Dziś kolejny post jedzeniowy, ale bez obaw - nie przerzucam się na branżę kulinarną. Recenzja kosmetyczna również już się pisze.
Kiedy wyjeżdżam do swoich rodziców na długie weekendy czy wakacje, muszę szykować się na mniej więcej siedmiogodzinną podróż pociągiem. Rzeczą konieczną jest wtedy przygotowanie sobie prowiantu. Jedzenie na podróż nie może zajmować zbyt dużo miejsca, musi być wygodne w transporcie i konsumpcji, jak również odpowiednio kaloryczne i zbilansowane - musi w końcu zastąpić trzy solidne posiłki. Moją ulubioną opcją ostatnio stały się placuszki: spełniają wszystkie wymagania podróżnego jedzenia i smakują znakomicie.
Składniki:
- 200 g płatków owsianych górskich
- 230 g mleka bądź napoju roślinnego*
- 60 g odżywki białkowej**
- 3 jajka
- szczypta soli
- pół łyżeczki sody oczyszczonej
- odrobina oleju do smażenia
*placuszki na mleku (ja używam 2%) są bardziej wilgotne i mają nieco bardziej wyrazisty smak. Jeśli jednak ograniczyłaś bądź wyeliminowałaś nabiał, użyj napoju roślinnego: ryżowego, owsianego bądź migdałowego. Będą tak samo dobre!
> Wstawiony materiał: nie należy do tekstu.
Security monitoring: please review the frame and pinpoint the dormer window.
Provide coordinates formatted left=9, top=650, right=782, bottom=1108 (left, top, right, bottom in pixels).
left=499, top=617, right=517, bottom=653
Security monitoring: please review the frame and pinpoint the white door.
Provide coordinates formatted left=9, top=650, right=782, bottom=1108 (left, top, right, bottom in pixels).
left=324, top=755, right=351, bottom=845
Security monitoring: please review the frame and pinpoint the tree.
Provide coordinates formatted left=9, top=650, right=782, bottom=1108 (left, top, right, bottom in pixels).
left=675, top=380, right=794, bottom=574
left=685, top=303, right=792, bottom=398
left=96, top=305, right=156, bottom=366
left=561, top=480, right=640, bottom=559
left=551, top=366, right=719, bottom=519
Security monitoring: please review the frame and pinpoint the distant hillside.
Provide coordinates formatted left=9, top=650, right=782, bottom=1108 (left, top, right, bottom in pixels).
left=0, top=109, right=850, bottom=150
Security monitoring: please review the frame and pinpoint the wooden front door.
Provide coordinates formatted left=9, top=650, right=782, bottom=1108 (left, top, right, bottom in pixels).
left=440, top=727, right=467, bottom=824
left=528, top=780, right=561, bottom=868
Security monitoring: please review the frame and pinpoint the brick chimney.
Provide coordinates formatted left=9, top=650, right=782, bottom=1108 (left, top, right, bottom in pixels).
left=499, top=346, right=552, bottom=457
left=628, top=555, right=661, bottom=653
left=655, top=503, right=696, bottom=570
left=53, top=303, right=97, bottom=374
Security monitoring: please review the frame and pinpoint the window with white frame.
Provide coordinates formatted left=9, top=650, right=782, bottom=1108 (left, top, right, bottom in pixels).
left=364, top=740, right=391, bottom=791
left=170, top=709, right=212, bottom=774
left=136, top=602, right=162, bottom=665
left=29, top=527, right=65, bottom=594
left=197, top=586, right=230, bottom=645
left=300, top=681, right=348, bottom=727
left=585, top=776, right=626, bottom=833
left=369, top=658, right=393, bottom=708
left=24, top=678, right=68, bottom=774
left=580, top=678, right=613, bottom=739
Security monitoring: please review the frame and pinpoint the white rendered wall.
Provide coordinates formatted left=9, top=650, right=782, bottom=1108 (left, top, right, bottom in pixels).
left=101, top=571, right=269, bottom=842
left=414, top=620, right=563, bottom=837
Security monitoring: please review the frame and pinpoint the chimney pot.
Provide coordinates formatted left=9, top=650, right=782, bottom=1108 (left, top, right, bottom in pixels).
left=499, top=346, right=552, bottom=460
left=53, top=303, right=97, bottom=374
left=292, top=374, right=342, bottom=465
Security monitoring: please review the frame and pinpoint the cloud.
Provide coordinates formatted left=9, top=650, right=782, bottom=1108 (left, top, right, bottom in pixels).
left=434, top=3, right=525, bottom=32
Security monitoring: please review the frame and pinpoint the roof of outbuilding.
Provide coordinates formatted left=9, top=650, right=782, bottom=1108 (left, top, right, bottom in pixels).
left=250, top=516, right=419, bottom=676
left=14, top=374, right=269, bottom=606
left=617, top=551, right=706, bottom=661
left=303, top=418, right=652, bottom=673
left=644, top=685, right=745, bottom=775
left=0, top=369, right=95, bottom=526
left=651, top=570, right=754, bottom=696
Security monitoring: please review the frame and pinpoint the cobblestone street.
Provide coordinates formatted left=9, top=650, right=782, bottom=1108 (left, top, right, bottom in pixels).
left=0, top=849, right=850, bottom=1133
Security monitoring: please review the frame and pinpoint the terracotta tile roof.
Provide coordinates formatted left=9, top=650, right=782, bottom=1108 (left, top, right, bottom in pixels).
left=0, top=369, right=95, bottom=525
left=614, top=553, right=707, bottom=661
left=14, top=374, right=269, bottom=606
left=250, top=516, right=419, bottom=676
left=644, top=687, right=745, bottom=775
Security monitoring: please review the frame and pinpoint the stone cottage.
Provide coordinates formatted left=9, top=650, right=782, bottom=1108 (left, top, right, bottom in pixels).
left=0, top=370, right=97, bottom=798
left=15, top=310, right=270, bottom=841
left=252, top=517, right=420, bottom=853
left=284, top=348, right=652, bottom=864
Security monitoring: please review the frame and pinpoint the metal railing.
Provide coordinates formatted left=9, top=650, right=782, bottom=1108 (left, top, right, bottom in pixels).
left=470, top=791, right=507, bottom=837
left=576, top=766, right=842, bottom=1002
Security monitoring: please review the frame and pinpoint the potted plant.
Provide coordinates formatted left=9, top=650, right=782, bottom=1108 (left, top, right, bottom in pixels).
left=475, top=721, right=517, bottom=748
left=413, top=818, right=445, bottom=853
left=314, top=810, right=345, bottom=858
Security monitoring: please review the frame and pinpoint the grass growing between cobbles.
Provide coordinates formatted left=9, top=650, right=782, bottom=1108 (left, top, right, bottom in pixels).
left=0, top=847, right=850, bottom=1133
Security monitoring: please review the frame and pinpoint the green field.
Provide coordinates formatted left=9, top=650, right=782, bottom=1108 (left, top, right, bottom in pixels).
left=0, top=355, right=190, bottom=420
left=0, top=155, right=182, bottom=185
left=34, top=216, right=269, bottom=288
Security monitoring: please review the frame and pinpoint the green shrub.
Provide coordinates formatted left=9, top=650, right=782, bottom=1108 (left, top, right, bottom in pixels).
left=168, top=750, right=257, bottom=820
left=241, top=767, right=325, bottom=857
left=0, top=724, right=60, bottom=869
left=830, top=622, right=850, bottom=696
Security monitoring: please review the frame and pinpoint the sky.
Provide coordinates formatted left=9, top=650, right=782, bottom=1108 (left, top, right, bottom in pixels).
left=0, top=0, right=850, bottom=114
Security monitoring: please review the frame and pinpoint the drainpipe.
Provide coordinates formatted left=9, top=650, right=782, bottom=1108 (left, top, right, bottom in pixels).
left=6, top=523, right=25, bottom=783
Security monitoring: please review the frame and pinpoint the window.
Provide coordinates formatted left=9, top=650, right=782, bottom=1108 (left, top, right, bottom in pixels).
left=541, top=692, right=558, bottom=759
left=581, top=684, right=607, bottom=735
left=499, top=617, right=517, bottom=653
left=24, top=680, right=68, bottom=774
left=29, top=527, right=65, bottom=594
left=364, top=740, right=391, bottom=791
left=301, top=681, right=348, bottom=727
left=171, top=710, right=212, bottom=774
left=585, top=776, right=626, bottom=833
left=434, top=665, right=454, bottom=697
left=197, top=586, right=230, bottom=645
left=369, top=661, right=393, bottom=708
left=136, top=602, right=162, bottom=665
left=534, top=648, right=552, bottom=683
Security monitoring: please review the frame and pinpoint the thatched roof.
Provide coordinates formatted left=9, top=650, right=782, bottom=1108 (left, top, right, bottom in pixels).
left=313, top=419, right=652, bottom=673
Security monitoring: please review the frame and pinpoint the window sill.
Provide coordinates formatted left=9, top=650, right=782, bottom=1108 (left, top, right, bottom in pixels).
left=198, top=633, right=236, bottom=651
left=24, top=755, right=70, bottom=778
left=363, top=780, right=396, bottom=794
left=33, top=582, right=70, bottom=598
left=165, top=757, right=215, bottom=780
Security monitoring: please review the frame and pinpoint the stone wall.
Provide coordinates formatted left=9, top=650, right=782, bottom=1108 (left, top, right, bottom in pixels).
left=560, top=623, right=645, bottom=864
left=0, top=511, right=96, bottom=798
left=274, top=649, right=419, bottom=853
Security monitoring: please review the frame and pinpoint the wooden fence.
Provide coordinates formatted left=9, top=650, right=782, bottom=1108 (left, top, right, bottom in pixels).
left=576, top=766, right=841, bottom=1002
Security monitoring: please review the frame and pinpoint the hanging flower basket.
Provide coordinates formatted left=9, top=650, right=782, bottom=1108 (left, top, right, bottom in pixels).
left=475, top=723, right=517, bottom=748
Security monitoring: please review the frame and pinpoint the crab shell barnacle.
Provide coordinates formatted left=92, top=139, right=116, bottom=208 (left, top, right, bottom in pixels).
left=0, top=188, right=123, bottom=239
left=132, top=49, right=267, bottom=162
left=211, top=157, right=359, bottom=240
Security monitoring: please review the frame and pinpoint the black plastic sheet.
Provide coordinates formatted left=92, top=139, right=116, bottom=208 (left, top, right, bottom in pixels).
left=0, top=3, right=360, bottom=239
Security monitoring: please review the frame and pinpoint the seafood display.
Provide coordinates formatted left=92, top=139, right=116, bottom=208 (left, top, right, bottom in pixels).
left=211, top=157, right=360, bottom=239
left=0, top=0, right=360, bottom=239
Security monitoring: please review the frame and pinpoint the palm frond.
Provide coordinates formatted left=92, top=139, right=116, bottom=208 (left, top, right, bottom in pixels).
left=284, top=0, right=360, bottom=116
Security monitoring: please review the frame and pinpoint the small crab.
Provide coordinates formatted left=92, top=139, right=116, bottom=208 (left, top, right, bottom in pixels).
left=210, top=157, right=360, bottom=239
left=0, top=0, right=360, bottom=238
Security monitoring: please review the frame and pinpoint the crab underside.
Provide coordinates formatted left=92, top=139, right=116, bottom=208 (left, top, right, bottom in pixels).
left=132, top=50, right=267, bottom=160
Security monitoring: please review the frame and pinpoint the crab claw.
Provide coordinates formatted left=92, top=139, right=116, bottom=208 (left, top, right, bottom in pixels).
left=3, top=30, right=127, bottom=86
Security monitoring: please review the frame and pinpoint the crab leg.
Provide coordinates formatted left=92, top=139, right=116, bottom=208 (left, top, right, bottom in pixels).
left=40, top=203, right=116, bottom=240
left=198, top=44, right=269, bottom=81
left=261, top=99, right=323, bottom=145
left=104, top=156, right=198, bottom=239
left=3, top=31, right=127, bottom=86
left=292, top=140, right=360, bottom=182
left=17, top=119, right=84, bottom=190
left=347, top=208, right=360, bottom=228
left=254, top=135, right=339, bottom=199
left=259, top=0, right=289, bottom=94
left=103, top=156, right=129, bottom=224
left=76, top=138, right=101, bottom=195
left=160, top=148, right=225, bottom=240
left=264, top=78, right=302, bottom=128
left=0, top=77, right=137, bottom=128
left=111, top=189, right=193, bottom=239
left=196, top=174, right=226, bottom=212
**odżywka białkowa jest tu tym, co nadaje plackom smak i słodycz, należy więc unikać dodawania białka o tzw. smaku naturalnym.
Przygotowanie:
Płatki owsiane zmiel lub zmiksuj na mąkę. Dodaj resztę składników - poza olejem. Miksuj całość aż do uzyskania względnie gładkiej, lejącej się masy. Rozgrzej około łyżeczki oleju na patelni, po czym zmniejsz ogień o połowę i chochelką/łyżką wlewaj na patelnię małe porcje ciasta. Na drugą stronę przewracaj w momencie gdy na całej powierzchni masy zaczną pojawiać się bąble powietrza. Jeśli zajdzie taka potrzeba, dodaj więcej oleju.
Z takiej ilości składników wychodzi sporo bardzo sycących placuszków. Po podzieleniu na dwie czy trzy porcje, okazują się w pełni wystarczające na całą podróż.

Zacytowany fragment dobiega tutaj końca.